Try the methods above that cooper mentioned first, but I have a feeling this whole bios password, is nothing to do with the bios as much as it is instructions on the drive which could be in the MBR area or the first 80 bytes of the drive. Unless these drives have special capabilities that work with certain instructions to lock them down, all the instructions on how they change the drive should be on the drive itself and the sequence to block you, has to be somewhere in the boot sequence to nullify a full boot along with changing the drive structure somehow so it can't be read such as special partition table. Do SSD drives have encryption hardware on them?

I use a rosewill kit when working with dying drives or ones that won't boot after either corruption or malware on friends and families systems. If the above doesn't work, maybe pick one up, and try force mounting it on linux as external media. There are tools to inspect low level areas of disk as well, which you may need to dump in hex and decode manually to see what is happening, but I would imagine there are some forensic disk tools that help take care of this as well these days.

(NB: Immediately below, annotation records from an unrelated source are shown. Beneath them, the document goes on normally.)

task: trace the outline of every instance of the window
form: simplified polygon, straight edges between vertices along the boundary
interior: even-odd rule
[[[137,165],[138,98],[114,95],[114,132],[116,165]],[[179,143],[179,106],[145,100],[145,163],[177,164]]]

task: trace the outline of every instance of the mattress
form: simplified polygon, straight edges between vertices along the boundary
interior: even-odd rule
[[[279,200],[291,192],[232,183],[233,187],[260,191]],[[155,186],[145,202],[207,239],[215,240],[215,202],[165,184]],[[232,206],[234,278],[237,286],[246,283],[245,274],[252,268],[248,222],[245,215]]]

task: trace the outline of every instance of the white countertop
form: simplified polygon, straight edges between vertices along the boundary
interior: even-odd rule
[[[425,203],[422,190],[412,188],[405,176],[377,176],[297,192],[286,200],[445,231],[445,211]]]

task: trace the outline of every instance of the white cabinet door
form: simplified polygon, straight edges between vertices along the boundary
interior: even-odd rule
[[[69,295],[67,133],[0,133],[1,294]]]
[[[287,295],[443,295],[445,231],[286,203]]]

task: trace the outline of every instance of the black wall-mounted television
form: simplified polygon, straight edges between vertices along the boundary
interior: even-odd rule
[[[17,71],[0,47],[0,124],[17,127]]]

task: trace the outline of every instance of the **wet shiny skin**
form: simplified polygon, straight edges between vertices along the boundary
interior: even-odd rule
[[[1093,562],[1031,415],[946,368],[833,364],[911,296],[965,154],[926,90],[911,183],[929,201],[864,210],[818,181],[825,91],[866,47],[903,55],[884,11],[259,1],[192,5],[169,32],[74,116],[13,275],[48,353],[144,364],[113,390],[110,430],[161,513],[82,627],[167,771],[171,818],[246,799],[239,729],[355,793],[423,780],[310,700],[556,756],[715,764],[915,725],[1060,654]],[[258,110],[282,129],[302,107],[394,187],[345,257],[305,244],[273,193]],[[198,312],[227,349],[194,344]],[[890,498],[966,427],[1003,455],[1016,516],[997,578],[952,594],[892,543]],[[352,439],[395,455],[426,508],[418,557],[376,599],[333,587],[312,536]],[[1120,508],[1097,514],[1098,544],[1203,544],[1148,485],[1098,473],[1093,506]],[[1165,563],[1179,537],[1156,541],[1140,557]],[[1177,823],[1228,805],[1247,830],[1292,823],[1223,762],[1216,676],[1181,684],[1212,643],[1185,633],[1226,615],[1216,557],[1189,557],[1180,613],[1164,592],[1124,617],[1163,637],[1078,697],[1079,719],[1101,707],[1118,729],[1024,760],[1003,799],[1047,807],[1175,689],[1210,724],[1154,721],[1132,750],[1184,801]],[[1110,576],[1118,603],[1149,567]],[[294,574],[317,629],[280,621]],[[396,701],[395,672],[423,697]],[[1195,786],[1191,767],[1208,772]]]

Kit I use myself: http://www.newegg.com/Product/Product.aspx?Item=N82E16812119152

I don't think this is strictly bios password connected though since this would need the same bios and system with special instructions to disable it, more than likely it's special instructions in the mbr and a change to the drive table structure that gets undone after you enter the matching stored password which should all be on the drive itself.

Reminds me of how Compaq used to put a software bios on their HDD's back when you couldn't boot off optical media, and there was no way to change the boot order, where floppy was first by default, no USB hardware, and optical media required special MS-DOS sys drivers to see and use CD-ROM drives.